India’s Carrier Strike Group Sits Behind A Layered Anti-ASBM Shield Pakistan Cannot Match

Multiple social media handles have suggested Pakistan’s indigenous ship-launched anti-ship ballistic missile could take down INS Vikrant. However, the reality is very different, given point-and-area defence missiles, close-in weapon systems (CIWS), an electronic-warfare suite, and decoy and torpedo-defence systems.

INS Vikrant HMS Prince of Wales Konkan 25 India UK Naval drills

Image courtesy: X.com/@Indiannavy

The Pakistan Navy this month released video and a statement saying it had test-fired an “indigenously developed” ship-launched anti-ship ballistic missile (ASBM). The Inter-Services Public Relations (ISPR) clip and press release have been picked up across mainstream media and amplified on social platforms as proof that Islamabad now possesses a missile that can threaten Indian aircraft carriers.

But multiple technical and operational points do not add up in the public record: Pakistan shows no sustained industrial trail or known programme to field a true ASBM; the frigate used in the clip lacks the vertical-launch architecture a ballistic mission requires; and Islamabad appears to lack the over-the-horizon sensor, satellite and real-time data-fusion chain needed to track and strike a moving carrier at long range.

Even so, if Pakistan somehow possessed a working ASBM, India’s indigenous aircraft carrier INS Vikrant would not be a soft target despite what breathless social-media posts suggest. Here’s why.

Would an ASBM really threaten INS Vikrant?

The short answer: no.

The long answer: No, because INS Vikrant is an operational, indigenous aircraft carrier with built-in self-defences and, crucially, a carrier battle group architecture that places layered protection between a single missile shot and the carrier itself.

The carrier class carries point-and-area defence missiles, close-in weapon systems (CIWS), an electronic-warfare suite, and decoy and torpedo-defence systems.

At the group level, the carrier is escorted by destroyers and frigates equipped with long-range surface-to-air missiles and high-performance radars such as the Multi-Function Surveillance, Tracking And Guidance Radar (MF-STAR), which can detect and engage multiple air and missile targets at extended ranges.

The Indian Navy and DRDO have also been conducting sea-based ballistic-missile-defence trials from a floating testbed, and India is developing longer-range naval interceptors under programmes such as Project Kusha. Together these layers blunt the effectiveness of a stand-alone ASBM.

To be precise:

How would a carrier battle group respond in practice?
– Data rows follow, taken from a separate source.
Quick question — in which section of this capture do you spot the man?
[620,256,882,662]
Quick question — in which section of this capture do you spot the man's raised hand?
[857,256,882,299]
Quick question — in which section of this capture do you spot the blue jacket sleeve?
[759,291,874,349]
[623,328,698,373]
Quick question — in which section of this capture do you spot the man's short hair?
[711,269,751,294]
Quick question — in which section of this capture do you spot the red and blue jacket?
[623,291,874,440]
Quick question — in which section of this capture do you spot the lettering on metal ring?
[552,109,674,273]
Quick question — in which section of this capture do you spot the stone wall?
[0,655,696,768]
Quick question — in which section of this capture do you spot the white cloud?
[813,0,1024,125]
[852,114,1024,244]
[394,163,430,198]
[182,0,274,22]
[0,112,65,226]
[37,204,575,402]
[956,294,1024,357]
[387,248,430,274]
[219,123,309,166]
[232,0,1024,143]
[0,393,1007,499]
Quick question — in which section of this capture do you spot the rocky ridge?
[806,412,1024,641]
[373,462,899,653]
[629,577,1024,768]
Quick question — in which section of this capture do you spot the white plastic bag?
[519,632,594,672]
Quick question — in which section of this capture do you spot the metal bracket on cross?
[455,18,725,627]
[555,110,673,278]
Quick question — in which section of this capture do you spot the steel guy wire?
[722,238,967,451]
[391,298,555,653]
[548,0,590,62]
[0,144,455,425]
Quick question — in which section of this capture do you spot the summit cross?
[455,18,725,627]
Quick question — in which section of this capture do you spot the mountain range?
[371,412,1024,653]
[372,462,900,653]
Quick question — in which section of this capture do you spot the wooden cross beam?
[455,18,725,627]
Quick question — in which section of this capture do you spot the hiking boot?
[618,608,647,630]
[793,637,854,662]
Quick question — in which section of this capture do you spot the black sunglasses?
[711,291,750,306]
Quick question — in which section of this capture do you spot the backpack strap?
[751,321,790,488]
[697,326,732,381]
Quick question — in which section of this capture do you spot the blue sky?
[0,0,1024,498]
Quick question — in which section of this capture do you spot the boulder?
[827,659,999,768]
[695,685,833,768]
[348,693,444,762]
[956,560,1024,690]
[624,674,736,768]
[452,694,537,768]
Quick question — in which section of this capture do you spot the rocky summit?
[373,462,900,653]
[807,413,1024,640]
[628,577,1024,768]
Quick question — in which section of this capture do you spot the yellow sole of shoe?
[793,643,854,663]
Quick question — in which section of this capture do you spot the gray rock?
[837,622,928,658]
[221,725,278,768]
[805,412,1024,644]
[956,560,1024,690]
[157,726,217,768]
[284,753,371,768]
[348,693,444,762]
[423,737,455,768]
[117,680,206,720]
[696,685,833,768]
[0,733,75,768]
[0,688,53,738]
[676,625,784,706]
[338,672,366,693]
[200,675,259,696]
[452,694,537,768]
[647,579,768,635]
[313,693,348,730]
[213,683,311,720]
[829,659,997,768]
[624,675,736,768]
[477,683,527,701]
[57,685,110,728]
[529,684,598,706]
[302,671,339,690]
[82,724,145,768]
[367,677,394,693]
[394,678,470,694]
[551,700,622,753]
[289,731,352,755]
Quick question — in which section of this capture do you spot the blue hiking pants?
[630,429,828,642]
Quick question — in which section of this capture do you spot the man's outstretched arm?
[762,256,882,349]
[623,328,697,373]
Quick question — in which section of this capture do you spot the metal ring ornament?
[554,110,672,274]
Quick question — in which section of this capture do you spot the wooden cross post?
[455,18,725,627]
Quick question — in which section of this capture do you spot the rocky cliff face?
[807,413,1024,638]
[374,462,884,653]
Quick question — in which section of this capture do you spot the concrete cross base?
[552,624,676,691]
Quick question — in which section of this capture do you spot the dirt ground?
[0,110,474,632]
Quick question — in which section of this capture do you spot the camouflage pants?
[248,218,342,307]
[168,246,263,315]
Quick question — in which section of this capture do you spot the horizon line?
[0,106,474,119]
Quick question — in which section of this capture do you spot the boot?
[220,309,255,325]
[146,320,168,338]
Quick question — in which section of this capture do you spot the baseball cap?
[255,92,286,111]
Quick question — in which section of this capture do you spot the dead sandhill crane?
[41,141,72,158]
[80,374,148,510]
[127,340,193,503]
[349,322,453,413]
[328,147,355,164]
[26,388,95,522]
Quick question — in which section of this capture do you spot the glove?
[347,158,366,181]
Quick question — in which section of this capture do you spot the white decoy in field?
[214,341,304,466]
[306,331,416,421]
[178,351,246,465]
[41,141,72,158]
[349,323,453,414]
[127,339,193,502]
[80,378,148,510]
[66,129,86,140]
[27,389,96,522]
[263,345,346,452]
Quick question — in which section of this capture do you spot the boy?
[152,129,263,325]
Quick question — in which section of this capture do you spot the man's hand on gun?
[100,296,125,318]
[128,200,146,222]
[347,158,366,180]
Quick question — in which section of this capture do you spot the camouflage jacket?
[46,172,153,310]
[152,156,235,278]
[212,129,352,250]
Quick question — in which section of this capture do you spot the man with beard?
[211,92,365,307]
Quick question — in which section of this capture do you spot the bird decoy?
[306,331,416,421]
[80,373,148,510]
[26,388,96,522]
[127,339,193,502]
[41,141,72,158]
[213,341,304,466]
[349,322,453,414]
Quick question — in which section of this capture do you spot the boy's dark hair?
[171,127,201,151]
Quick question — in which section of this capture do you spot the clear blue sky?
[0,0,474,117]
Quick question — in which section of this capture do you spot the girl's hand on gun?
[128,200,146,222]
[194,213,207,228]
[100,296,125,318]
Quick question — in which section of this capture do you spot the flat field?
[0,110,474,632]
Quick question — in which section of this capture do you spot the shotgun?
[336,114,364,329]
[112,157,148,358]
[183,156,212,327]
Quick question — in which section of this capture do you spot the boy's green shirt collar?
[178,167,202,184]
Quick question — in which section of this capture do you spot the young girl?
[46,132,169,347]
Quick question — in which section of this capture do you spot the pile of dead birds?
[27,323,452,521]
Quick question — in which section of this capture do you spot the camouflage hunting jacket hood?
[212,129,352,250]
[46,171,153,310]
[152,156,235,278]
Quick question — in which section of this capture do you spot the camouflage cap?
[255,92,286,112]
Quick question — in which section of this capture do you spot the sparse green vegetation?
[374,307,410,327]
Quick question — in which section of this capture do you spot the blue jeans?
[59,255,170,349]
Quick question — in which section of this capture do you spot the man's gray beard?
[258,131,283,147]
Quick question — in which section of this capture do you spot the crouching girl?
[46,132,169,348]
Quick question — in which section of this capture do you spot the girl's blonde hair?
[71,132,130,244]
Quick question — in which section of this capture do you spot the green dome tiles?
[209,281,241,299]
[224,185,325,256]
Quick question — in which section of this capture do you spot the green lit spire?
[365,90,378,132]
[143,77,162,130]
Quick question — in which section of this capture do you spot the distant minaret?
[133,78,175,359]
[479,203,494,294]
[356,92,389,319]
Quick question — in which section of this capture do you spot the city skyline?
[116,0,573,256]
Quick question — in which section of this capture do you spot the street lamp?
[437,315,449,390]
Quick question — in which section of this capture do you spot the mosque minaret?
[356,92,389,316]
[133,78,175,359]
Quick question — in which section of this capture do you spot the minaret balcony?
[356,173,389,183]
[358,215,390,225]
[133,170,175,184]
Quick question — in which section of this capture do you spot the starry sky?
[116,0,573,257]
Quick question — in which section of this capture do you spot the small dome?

If a carrier-battle group senses a ballistic trajectory or receives warning of a long-range rocket launch, the layered response is sequential: early detection by wide-area sensors; engagement or distraction using long-range surface-to-air interceptors on escorts; electronic attack and decoys to degrade the missile’s terminal seeker; and last-resort CIWS intercepts.

Sea-based BMD interceptors, once matured and fielded fleet-wide, add an additional hard layer that specifically targets ballistic trajectories. Given that ensemble, a single or limited salvo of an unproven ASBM is unlikely to guarantee a carrier kill.